Canfora, il gerontocrate che non sopporta Giorgia Meloni e ha nostalgia dell’Unione sovietica
Per fortuna sono ancora tanti quelli che, giunti a una veneranda età, vivono con la saggezza socratica di chi sa di non sapere, dopo una vita passata a leggere, scrivere o insegnare. C’è chi, ringraziando il padreterno o la fortuna per l’esistenza lunga e agiata sin qui vissuta, ha per i più giovani consigli da dispensare, carezze da regalare, parole dolci da sussurrare, specie se nella vita ha avuto l’onore e il privilegio di ricoprire ruoli importanti.
Vecchietti illustri e inviperiti
La forza e la bellezza – si dice – sono i beni della giovinezza, e la saggezza è il fiore della vecchiaia. Vale per tutti tranne che per certi vecchietti illustri ma inviperiti, intenti a lanciare strali velenosi a destra e a manca, anzi solo a destra, perché a manca hanno vissuto comodamente le loro interminabili carriere. Carriere brillanti, per carità, ma spesso senza contraddittorio, con il massimo comfort intellettuale, l’ospitalità di editori compiacenti e la tracotanza di chi tutto può. Mai una critica, un rimbrotto, una stroncatura. Sì, perché il loro potere era tale da consentirgli di scegliersi gli avversari, avendo avuto sempre l’ultima parola in tutti i settori deputati all’uso del discorso e del pensiero.
L’egemonia togliattiana
Sono stati i privilegiati missionari di un’egemonia – togliattiana, più che gramsciana – che per oltre mezzo secolo ha permesso loro di avere l’ultima parola sulla selezione della classe dirigente nelle università, nella scuola, nel giornalismo, nell’editoria e nel mondo culturale in generale. Molti di loro sono stati agevolati non solo dalla bravura, ma anche dalla tessera del partito che contava, dalle appartenenze ad apparati territoriali e corporativi assai potenti e dall’assenza di un pluralismo degno di questo nome. Hanno indottrinato e ammaestrato generazioni di giovani nelle vesti di rappresentanti ufficiali del vecchio Intellettuale Collettivo, senza mai cedere un grammo del loro potere oligarchico e autoreferenziale. E hanno deciso per decenni sulla legittimità delle idee, quasi fossero i destinatari di verità ultime. Hanno istigato alla rivoluzione, creato nemici anche quando non esistevano e che hanno appeso per i piedi o buttato a terra e ricoperto di polvere. Senza mai mettersi in discussione. Mai un’autocritica, sempre moralmente superiori, benché lo fossero anche – e soprattutto – economicamente.
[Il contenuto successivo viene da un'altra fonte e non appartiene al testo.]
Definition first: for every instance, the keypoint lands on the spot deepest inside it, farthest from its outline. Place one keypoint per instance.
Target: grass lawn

Meloni ha dissacrato le burocrazie frattocchiane
Ora, sul crinale della vita, a questi vegliardi simbolo di una gerontocrazia ormai al tramonto, tocca assistere a uno spettacolo che mai avrebbero creduto possibile: la salita al potere della destra, un governo presieduto da una donna di destra, cresciuta a pane e politica nei quartieri popolari un tempo roccaforti elettorali comuniste. Questa donna è la prima presidente del consiglio nella storia repubblicana, che ha dissacrato le liturgie maschiliste e burocratico-procedurali di frattocchiana memoria. Perciò alcuni di loro sproloquiano volentieri contro la nuova “nemica del popolo”, come nei propri schemi mentali è ancora additabile chiunque non la pensi come loro.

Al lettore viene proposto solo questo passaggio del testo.